Open jlpedrosa opened 5 years ago
This is a known issue. Meantime, the workaround is to use Azure_CONFIG_DIR
to isolate CLI into its own sandbox
I observe the same problem when using Terraform with fetching credentials from Azure CLI on macOS (https://www.terraform.io/docs/providers/azurerm/auth/azure_cli.html).
I do not think this is a problem within the Terraform Azure provider.
add to S164.
I think we are also facing this issue. We are using Apache Airflow to orchestrate environments in Azure, and we resort to the az cli to interface with Azure. Because of the nature of the workflows we run, multiple az instances may be triggered - which is desirable, as we want to paralyze as much as possible. Occasionally we will get this error, and the accessTokens.json will become corrupt with extra characters. I think it's because there are multiple writers on the same file, and the last writer writes less bytes than the previous, resulting in extra bits at the end.

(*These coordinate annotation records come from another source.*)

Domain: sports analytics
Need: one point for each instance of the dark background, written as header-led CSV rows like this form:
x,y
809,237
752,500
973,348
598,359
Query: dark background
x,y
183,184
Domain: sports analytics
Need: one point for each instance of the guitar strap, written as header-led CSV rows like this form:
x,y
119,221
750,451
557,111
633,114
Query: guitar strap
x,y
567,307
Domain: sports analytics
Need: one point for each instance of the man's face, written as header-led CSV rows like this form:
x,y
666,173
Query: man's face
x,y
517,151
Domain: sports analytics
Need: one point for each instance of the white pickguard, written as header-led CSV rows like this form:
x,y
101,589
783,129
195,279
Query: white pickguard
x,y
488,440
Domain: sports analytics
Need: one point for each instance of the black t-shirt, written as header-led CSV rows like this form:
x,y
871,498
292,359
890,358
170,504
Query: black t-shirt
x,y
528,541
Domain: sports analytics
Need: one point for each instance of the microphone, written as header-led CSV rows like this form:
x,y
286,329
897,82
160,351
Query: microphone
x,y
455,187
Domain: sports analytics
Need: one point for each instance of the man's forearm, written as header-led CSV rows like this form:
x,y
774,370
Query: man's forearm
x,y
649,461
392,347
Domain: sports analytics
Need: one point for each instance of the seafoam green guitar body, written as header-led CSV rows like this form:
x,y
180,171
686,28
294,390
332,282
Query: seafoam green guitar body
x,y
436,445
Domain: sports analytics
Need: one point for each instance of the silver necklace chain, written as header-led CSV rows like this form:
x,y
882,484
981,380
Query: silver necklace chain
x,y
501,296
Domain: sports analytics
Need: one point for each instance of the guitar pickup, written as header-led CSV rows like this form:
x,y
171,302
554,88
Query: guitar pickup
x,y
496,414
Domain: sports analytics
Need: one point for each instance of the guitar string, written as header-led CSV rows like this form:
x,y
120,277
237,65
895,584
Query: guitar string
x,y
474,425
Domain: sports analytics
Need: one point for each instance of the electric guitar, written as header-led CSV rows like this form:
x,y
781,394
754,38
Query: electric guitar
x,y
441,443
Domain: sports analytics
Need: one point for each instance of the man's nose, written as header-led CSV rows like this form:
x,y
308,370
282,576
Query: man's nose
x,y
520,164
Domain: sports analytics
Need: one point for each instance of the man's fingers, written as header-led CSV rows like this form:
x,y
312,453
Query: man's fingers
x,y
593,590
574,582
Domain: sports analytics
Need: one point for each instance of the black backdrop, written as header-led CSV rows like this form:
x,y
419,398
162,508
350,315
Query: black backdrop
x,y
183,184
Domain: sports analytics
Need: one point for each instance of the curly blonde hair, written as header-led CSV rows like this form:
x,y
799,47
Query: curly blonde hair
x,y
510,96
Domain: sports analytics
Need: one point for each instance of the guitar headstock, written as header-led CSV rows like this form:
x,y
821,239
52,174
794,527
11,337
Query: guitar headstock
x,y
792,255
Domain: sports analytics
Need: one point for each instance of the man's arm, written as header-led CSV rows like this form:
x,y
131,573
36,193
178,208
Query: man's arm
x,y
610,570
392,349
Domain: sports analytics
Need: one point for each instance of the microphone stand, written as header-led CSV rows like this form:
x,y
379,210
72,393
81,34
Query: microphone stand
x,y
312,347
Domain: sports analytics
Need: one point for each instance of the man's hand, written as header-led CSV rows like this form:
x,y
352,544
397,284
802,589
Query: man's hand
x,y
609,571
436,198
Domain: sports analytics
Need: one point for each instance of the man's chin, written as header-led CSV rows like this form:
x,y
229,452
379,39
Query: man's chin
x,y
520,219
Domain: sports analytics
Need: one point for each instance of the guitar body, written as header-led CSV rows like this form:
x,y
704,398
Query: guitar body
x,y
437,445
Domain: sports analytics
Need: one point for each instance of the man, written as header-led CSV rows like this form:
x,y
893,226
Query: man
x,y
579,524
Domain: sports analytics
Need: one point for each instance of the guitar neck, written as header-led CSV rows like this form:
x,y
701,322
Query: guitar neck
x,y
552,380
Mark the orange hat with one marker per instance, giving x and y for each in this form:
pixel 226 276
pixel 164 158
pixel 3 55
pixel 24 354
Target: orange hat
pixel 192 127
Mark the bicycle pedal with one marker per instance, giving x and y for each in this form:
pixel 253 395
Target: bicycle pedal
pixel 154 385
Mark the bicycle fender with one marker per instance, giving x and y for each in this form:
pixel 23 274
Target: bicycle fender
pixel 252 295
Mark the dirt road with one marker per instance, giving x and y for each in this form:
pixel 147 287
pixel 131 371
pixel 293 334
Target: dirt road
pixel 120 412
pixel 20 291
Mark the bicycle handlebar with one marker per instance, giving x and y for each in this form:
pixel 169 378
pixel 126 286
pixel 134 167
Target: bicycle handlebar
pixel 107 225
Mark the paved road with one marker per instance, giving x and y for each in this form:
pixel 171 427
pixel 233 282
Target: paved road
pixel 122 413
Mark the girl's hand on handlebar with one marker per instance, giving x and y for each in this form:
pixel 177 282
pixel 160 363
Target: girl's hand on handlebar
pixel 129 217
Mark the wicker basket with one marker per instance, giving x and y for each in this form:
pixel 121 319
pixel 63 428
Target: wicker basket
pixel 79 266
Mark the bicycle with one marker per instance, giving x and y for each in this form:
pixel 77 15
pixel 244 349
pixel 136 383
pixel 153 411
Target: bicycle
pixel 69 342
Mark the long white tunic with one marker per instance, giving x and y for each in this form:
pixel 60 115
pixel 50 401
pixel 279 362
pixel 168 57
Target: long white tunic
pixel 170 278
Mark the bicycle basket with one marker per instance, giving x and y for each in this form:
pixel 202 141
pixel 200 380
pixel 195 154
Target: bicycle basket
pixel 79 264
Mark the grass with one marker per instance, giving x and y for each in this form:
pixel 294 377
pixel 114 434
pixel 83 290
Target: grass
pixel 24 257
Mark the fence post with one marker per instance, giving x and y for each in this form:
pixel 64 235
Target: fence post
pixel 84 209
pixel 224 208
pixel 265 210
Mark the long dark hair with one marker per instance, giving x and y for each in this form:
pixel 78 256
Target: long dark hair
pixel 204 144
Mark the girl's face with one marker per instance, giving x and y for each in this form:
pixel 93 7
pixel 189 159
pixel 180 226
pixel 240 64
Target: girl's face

For the time being we are working around that by wrapping the az command with the following bash script:
#!/bin/bash
cleanup() {
EXIT=$?; rm -rf "${WORKING}"; exit ${EXIT}
}
trap cleanup SIGHUP SIGINT SIGQUIT SIGABRT SIGPIPE SIGTERM
WORKING=$(mktemp -d --tmpdir azwrap.XXXXXX) || exit 1
if [ -z "${WORKING}" ]; then exit 1; fi
AZURE_CONFIG_DIR_ORIG=${AZURE_CONFIG_DIR:-~/.azure}
cp -rp "${AZURE_CONFIG_DIR_ORIG}/"* "${WORKING}"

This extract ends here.